The state not only boasts the highest high school graduation rate in the nation (88 percent), it also attracts students from throughout the nation and the world to attend its colleges and universities. It also attracts businesses — from startups to corporations — who know they can partner with those schools for the good of all concerned.
The state’s higher education profile includes three regent universities — Iowa State University in Ames, University of Iowa in Iowa City and University of Northern Iowa in Cedar Falls — as well as 29 independent schools, 15 community and technical colleges, and five nursing and healthcare institutions. That’s not bad for a territory whose population is the 29th largest in the country. It’s also a substantial footprint for knowledge, innovation and workforce development, and a key asset to help the state achieve Gov. Terry Branstad’s goal of seeing 70 percent of Iowans in the workforce having two- and four-year college degrees, certificates, and other valuable credentials and experience by 2025.

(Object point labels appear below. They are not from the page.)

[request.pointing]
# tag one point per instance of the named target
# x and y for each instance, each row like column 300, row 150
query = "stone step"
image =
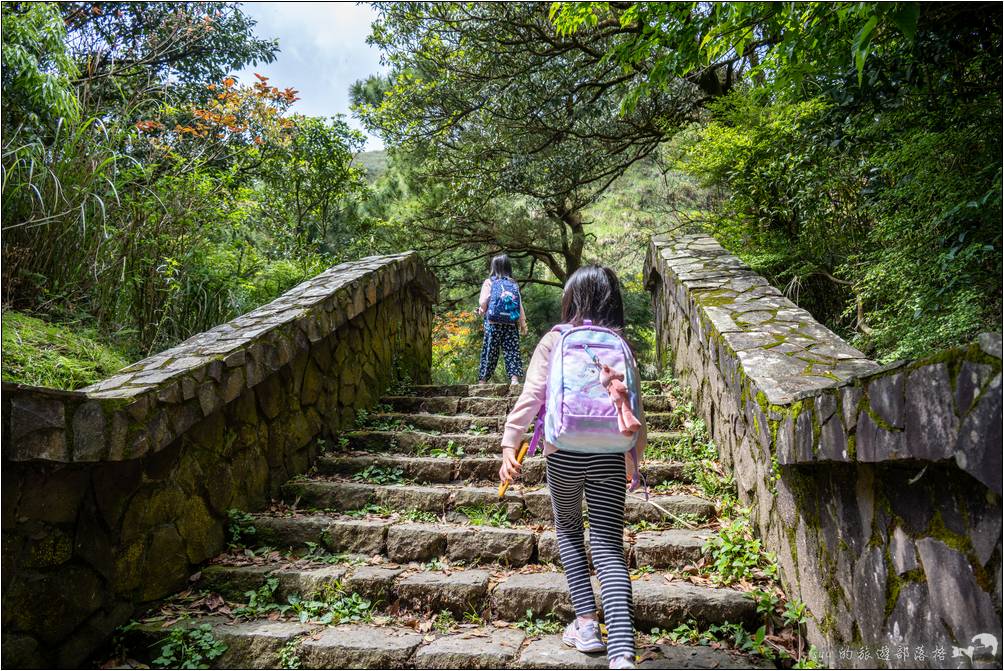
column 658, row 601
column 257, row 645
column 663, row 421
column 441, row 423
column 484, row 406
column 526, row 504
column 473, row 468
column 404, row 541
column 488, row 404
column 420, row 442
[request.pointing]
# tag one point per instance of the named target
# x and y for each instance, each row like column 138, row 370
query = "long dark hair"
column 501, row 266
column 593, row 292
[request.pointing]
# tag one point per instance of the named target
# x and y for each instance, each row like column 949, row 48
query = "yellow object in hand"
column 519, row 459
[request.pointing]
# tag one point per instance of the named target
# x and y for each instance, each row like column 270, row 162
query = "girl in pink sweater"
column 503, row 326
column 592, row 292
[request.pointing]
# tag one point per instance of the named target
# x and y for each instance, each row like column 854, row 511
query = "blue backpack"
column 503, row 303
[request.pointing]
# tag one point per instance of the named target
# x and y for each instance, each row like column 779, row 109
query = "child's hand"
column 510, row 467
column 607, row 375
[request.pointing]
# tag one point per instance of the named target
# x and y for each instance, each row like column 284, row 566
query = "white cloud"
column 322, row 50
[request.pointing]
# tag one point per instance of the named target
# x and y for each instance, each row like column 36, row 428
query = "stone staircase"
column 404, row 513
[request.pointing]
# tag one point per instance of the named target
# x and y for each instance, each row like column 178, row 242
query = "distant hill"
column 374, row 163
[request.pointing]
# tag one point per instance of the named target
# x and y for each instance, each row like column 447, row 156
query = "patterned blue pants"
column 504, row 337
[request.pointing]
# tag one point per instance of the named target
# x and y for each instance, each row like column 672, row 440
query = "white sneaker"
column 584, row 638
column 621, row 662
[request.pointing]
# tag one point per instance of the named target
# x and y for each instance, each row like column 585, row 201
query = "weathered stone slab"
column 307, row 582
column 549, row 653
column 415, row 542
column 478, row 649
column 256, row 645
column 232, row 582
column 359, row 647
column 657, row 507
column 407, row 497
column 331, row 495
column 420, row 469
column 541, row 593
column 484, row 544
column 671, row 547
column 375, row 583
column 701, row 657
column 666, row 605
column 458, row 592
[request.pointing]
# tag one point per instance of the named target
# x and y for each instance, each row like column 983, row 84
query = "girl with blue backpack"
column 582, row 386
column 502, row 307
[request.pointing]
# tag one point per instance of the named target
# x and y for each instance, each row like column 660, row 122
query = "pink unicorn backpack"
column 579, row 415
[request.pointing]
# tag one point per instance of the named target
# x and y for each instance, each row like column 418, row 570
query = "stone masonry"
column 877, row 487
column 111, row 494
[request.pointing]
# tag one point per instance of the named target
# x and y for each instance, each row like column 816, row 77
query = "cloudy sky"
column 322, row 50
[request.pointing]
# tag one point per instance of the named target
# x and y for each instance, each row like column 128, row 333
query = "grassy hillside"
column 49, row 355
column 374, row 163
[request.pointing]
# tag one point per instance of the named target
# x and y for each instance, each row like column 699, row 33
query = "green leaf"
column 906, row 17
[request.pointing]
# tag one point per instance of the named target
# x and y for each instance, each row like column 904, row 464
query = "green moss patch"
column 55, row 355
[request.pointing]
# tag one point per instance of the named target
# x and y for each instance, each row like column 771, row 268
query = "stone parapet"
column 147, row 405
column 114, row 493
column 879, row 488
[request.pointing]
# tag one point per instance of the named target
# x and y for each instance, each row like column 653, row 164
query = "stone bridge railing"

The Lumina Foundation tracks those very numbers, and in April 2016 released its latest report on postsecondary attainment (associate’s degree and higher), “A Stronger Nation.” When the organization started tracking the data in 2008, the rate in Iowa stood at 38.8 percent. In 2014, when high-quality credentials, certificates and certifications are counted, the state’s rate rises to 47.3 percent — 16th in the nation, boosted by rates above 63 percent in Johnson County, home to the University of Iowa in Iowa City, and over 61 percent in Story County, home to Iowa State University in Ames.
Cultivation Checklist
That’s where Pella, Iowa–based Vermeer Corporation, a maker of industrial and agricultural equipment with 3,000 employees globally, in July 2015 announced plans to build a new Applied Technology Hub at the Iowa State University Research Park in Ames. Vermeer, which already had a center at the park, said the facility is intended for software engineers, and is expected to be complete in May 2016.
“We are excited to continue our relationship with Iowa State to demonstrate how partnership between Iowa’s education system and private industry can best be applied,” said Vermeer COO Jason Andringa.
That’s just what Iowa State leaders have in mind, as they strive to make Ames a key gateway to a region the state is calling the Cultivation Corridor, and some day the ag-bioscience capital of the world.
“Economic development is a top priority at Iowa State University,” wrote Michael Crum, vice president for economic development and business engagement, in the recently published Iowa Economic Development Guide, “so much so, that we recently established the Office of Economic Development and Industry Relations (EDIR) that reports directly to the university president.”
The City of Ames recently annexed nearly 200 more acres of land to allow for further expansion of the park itself. “In 10 to 15 years,” continued Crum, “it is expected that the Research Park will provide approximately 1.8 million sq. ft. of office and lab space for more than 6,000 employees.”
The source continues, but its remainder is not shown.